Lowell Women Go West As Teacher-Pioneers
MassMoments reminds us today that when Asa Mercer of Seattle set out to recruit young women of good character to travel to the Northwest and fill the need for teachers in the Washington Territory, he came first to Lowell, Massachusetts. Why New England? Why Lowell? His reasoning was pretty straightforward: “A scarcity of women existed in those far away and newly settled regions, while a superabundance of the fairer sex abounded in New England.” Lowell must have been seen as an opportune place given the way women had flocked to it in the 1830s to work in the mills. The Civil War and the lack of access to raw cotton caused a wide-spread loss of jobs in Lowell. Economic need and a religious zeal caused a small group to answer his call.

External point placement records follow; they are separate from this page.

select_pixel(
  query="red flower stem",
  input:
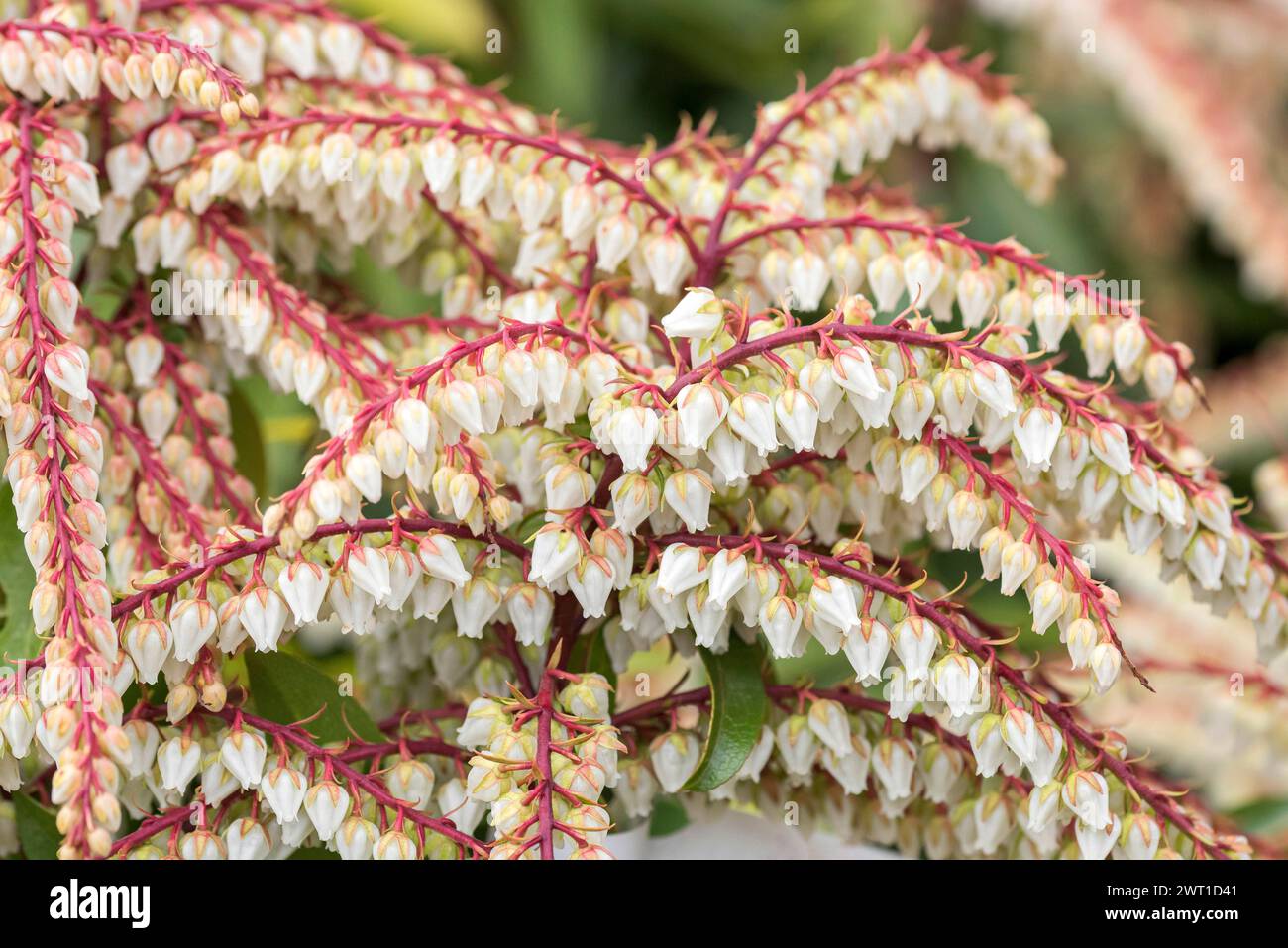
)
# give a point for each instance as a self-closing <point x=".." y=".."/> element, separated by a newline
<point x="1059" y="715"/>
<point x="187" y="572"/>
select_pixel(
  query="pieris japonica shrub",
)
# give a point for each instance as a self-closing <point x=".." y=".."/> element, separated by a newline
<point x="720" y="394"/>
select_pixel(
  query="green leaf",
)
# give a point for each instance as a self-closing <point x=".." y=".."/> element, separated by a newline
<point x="287" y="689"/>
<point x="668" y="817"/>
<point x="738" y="707"/>
<point x="17" y="579"/>
<point x="248" y="438"/>
<point x="38" y="828"/>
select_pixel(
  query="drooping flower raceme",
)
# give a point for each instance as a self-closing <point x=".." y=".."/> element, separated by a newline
<point x="717" y="407"/>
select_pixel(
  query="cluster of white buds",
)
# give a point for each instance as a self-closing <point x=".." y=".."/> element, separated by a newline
<point x="56" y="55"/>
<point x="616" y="430"/>
<point x="939" y="788"/>
<point x="552" y="800"/>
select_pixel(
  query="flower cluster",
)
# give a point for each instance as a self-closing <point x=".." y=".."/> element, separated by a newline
<point x="690" y="399"/>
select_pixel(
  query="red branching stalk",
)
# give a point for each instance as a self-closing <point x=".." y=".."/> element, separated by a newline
<point x="1041" y="703"/>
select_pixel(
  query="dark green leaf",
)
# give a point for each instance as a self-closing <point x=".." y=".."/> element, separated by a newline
<point x="738" y="707"/>
<point x="17" y="579"/>
<point x="287" y="689"/>
<point x="38" y="828"/>
<point x="668" y="817"/>
<point x="248" y="438"/>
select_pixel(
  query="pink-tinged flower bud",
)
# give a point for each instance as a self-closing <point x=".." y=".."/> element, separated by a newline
<point x="127" y="167"/>
<point x="614" y="240"/>
<point x="568" y="487"/>
<point x="412" y="782"/>
<point x="143" y="355"/>
<point x="1205" y="556"/>
<point x="193" y="622"/>
<point x="47" y="600"/>
<point x="697" y="316"/>
<point x="975" y="294"/>
<point x="243" y="754"/>
<point x="51" y="75"/>
<point x="987" y="745"/>
<point x="832" y="599"/>
<point x="675" y="758"/>
<point x="273" y="161"/>
<point x="798" y="417"/>
<point x="1140" y="836"/>
<point x="283" y="789"/>
<point x="867" y="647"/>
<point x="1051" y="316"/>
<point x="1086" y="793"/>
<point x="18" y="716"/>
<point x="885" y="277"/>
<point x="531" y="609"/>
<point x="688" y="493"/>
<point x="681" y="570"/>
<point x="1018" y="562"/>
<point x="1129" y="344"/>
<point x="781" y="621"/>
<point x="751" y="416"/>
<point x="917" y="468"/>
<point x="439" y="558"/>
<point x="666" y="261"/>
<point x="591" y="582"/>
<point x="914" y="642"/>
<point x="364" y="472"/>
<point x="1104" y="662"/>
<point x="178" y="760"/>
<point x="894" y="762"/>
<point x="263" y="614"/>
<point x="1048" y="601"/>
<point x="635" y="497"/>
<point x="67" y="369"/>
<point x="159" y="410"/>
<point x="295" y="47"/>
<point x="165" y="73"/>
<point x="370" y="572"/>
<point x="246" y="839"/>
<point x="342" y="46"/>
<point x="831" y="725"/>
<point x="1096" y="843"/>
<point x="956" y="679"/>
<point x="202" y="845"/>
<point x="913" y="403"/>
<point x="1212" y="509"/>
<point x="475" y="605"/>
<point x="533" y="197"/>
<point x="728" y="576"/>
<point x="1109" y="443"/>
<point x="352" y="604"/>
<point x="993" y="385"/>
<point x="1081" y="638"/>
<point x="1019" y="733"/>
<point x="579" y="211"/>
<point x="966" y="514"/>
<point x="634" y="430"/>
<point x="171" y="145"/>
<point x="326" y="805"/>
<point x="149" y="644"/>
<point x="1048" y="749"/>
<point x="922" y="273"/>
<point x="303" y="584"/>
<point x="588" y="697"/>
<point x="14" y="64"/>
<point x="807" y="279"/>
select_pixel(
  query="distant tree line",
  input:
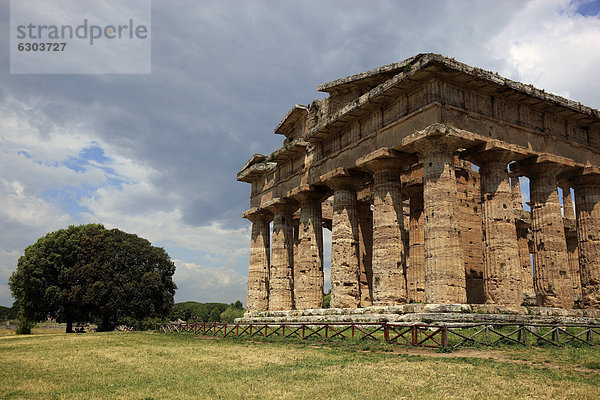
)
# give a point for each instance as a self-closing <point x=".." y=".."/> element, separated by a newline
<point x="88" y="273"/>
<point x="207" y="312"/>
<point x="7" y="313"/>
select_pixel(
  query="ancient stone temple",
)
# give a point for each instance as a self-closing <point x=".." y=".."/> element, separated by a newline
<point x="415" y="167"/>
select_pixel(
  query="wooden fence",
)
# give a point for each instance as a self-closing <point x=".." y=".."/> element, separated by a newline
<point x="414" y="335"/>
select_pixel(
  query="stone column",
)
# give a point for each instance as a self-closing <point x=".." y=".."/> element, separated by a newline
<point x="515" y="187"/>
<point x="296" y="230"/>
<point x="308" y="265"/>
<point x="444" y="265"/>
<point x="568" y="210"/>
<point x="415" y="274"/>
<point x="573" y="254"/>
<point x="345" y="269"/>
<point x="389" y="255"/>
<point x="587" y="206"/>
<point x="281" y="284"/>
<point x="501" y="262"/>
<point x="552" y="280"/>
<point x="258" y="272"/>
<point x="523" y="234"/>
<point x="365" y="245"/>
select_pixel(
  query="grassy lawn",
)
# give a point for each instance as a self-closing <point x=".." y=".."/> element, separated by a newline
<point x="151" y="366"/>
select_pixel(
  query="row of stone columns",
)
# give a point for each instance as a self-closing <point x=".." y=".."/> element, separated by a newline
<point x="436" y="271"/>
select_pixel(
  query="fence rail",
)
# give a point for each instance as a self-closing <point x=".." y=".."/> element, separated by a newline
<point x="411" y="335"/>
<point x="414" y="335"/>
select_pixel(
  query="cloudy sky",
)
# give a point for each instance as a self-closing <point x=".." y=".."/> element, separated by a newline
<point x="157" y="154"/>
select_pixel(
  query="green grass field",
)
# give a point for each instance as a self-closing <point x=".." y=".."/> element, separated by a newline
<point x="152" y="366"/>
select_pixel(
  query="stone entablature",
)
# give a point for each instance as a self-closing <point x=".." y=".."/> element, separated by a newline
<point x="411" y="221"/>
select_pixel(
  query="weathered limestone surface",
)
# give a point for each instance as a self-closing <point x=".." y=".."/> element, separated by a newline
<point x="527" y="288"/>
<point x="568" y="210"/>
<point x="415" y="275"/>
<point x="308" y="265"/>
<point x="587" y="206"/>
<point x="389" y="255"/>
<point x="281" y="285"/>
<point x="502" y="269"/>
<point x="258" y="272"/>
<point x="365" y="245"/>
<point x="471" y="232"/>
<point x="573" y="253"/>
<point x="444" y="266"/>
<point x="445" y="112"/>
<point x="552" y="278"/>
<point x="515" y="187"/>
<point x="345" y="268"/>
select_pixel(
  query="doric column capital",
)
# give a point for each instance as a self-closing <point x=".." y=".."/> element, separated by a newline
<point x="542" y="165"/>
<point x="436" y="139"/>
<point x="257" y="214"/>
<point x="384" y="160"/>
<point x="309" y="192"/>
<point x="341" y="178"/>
<point x="281" y="205"/>
<point x="493" y="152"/>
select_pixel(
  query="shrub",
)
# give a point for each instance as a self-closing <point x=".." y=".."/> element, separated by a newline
<point x="230" y="314"/>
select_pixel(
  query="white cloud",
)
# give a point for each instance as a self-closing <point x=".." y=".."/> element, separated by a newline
<point x="209" y="283"/>
<point x="223" y="75"/>
<point x="556" y="49"/>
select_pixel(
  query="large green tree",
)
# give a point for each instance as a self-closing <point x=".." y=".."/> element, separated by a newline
<point x="89" y="273"/>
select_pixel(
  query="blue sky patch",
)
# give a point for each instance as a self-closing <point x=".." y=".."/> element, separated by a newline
<point x="587" y="8"/>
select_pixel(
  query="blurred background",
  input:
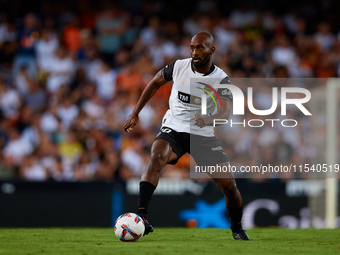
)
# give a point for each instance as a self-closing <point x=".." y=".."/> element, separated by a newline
<point x="72" y="71"/>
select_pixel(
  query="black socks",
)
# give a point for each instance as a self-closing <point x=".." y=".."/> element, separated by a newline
<point x="146" y="190"/>
<point x="235" y="216"/>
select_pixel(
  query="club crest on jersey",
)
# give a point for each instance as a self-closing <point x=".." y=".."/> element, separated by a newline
<point x="188" y="99"/>
<point x="207" y="90"/>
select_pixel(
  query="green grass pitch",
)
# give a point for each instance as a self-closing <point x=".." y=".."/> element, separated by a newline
<point x="168" y="241"/>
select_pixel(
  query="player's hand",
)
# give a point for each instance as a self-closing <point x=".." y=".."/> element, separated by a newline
<point x="131" y="122"/>
<point x="199" y="121"/>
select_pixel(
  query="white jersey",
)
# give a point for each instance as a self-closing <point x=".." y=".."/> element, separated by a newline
<point x="185" y="99"/>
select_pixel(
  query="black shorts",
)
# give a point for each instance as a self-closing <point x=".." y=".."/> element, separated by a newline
<point x="206" y="151"/>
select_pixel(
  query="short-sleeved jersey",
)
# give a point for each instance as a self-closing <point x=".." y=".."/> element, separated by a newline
<point x="186" y="95"/>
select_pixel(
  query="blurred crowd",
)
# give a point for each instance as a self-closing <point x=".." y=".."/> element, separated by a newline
<point x="72" y="71"/>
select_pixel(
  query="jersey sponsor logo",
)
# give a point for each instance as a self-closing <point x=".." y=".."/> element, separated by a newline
<point x="189" y="100"/>
<point x="181" y="80"/>
<point x="226" y="92"/>
<point x="184" y="97"/>
<point x="166" y="130"/>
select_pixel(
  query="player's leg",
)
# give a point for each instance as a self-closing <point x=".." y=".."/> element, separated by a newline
<point x="161" y="154"/>
<point x="233" y="202"/>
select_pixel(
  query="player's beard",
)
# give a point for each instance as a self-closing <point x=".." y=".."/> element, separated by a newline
<point x="203" y="63"/>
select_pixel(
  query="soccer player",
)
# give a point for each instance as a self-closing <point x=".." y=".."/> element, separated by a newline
<point x="183" y="126"/>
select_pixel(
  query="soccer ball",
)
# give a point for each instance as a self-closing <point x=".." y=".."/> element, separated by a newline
<point x="129" y="227"/>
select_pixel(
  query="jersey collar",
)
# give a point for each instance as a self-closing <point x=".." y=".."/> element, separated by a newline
<point x="212" y="68"/>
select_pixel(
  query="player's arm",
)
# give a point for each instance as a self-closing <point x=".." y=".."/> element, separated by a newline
<point x="147" y="94"/>
<point x="223" y="112"/>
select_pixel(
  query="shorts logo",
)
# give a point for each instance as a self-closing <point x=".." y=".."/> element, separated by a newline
<point x="219" y="148"/>
<point x="166" y="130"/>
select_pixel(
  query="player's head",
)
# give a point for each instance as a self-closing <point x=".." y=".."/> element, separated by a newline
<point x="202" y="47"/>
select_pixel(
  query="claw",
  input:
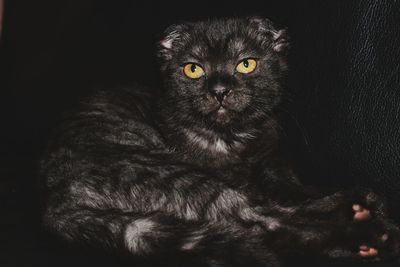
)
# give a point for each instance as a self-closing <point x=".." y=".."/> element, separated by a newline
<point x="360" y="213"/>
<point x="367" y="252"/>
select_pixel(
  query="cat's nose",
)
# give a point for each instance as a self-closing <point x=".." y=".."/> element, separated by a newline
<point x="220" y="92"/>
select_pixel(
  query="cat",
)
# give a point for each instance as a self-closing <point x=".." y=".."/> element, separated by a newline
<point x="194" y="173"/>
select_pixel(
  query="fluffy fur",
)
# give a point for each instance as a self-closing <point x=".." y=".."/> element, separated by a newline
<point x="175" y="178"/>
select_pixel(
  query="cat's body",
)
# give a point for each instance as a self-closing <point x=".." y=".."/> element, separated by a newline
<point x="196" y="176"/>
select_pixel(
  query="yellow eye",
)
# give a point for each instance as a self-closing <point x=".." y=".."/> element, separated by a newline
<point x="193" y="71"/>
<point x="246" y="66"/>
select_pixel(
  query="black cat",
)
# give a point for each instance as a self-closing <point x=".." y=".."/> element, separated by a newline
<point x="194" y="175"/>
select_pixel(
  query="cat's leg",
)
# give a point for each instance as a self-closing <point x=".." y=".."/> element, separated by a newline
<point x="154" y="208"/>
<point x="350" y="224"/>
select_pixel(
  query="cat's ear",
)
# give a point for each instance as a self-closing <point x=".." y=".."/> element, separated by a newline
<point x="172" y="38"/>
<point x="279" y="37"/>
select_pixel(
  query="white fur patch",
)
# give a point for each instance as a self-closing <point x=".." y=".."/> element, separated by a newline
<point x="221" y="146"/>
<point x="134" y="236"/>
<point x="214" y="144"/>
<point x="167" y="42"/>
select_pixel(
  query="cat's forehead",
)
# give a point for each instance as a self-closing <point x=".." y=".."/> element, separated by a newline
<point x="223" y="39"/>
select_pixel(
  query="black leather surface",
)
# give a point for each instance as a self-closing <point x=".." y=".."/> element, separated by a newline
<point x="345" y="99"/>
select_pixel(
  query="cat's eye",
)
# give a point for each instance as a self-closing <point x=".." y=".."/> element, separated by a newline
<point x="246" y="66"/>
<point x="193" y="71"/>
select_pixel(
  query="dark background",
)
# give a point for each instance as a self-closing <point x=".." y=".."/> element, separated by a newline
<point x="345" y="91"/>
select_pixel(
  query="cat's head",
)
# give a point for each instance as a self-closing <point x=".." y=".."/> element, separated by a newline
<point x="223" y="73"/>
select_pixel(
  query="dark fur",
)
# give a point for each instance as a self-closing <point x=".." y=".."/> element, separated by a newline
<point x="168" y="178"/>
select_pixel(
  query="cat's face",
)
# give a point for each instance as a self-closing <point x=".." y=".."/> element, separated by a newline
<point x="223" y="73"/>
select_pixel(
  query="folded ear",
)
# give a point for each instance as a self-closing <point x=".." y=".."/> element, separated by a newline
<point x="171" y="40"/>
<point x="280" y="38"/>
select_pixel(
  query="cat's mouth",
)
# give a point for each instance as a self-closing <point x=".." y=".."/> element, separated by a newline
<point x="221" y="114"/>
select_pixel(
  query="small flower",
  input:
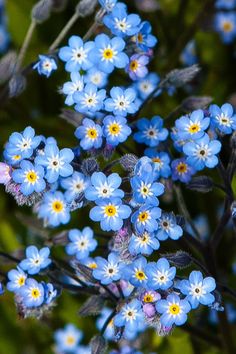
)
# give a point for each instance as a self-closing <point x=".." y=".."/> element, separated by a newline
<point x="32" y="293"/>
<point x="29" y="177"/>
<point x="145" y="189"/>
<point x="90" y="99"/>
<point x="54" y="209"/>
<point x="160" y="274"/>
<point x="17" y="278"/>
<point x="122" y="102"/>
<point x="67" y="339"/>
<point x="202" y="153"/>
<point x="77" y="54"/>
<point x="56" y="162"/>
<point x="145" y="218"/>
<point x="137" y="66"/>
<point x="130" y="316"/>
<point x="167" y="227"/>
<point x="110" y="213"/>
<point x="135" y="272"/>
<point x="108" y="53"/>
<point x="151" y="132"/>
<point x="192" y="127"/>
<point x="143" y="244"/>
<point x="89" y="134"/>
<point x="46" y="65"/>
<point x="36" y="260"/>
<point x="120" y="23"/>
<point x="225" y="24"/>
<point x="115" y="129"/>
<point x="74" y="185"/>
<point x="104" y="187"/>
<point x="143" y="38"/>
<point x="198" y="289"/>
<point x="182" y="170"/>
<point x="109" y="270"/>
<point x="173" y="310"/>
<point x="161" y="161"/>
<point x="82" y="243"/>
<point x="223" y="117"/>
<point x="23" y="144"/>
<point x="75" y="85"/>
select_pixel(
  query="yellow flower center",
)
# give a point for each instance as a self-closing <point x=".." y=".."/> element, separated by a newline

The overall results of his mission to bring woman teachers – called the “Mercer Girls” – to the west had mixed results – in two trips over 700 were recruited – but many did stay to teach… “about 70% of the women who left New England to be teacher-pioneers remained in the west. Many of their daughters became the teachers of the next generation.”
January 26 …in 1864, a visitor from Seattle held a meeting in Lowell. Asa Mercer explained to his largely female audience that there was a great scarcity of teachers in the Washington Territory. Jobs — and single men — were plentiful. Both were in short supply in Massachusetts. Any woman who could raise the money for her passage would readily find a teaching position — and soon a husband. Mercer also appealed to the women’s sense of duty: “their presence and influence were so much needed” in the West, he told them. In spite of the opportunities Seattle offered, it was unimaginably far away. Only 11 women chose to accompany Mercer on his journey home. These brave teacher-pioneers were long known as the “Mercer Girls.”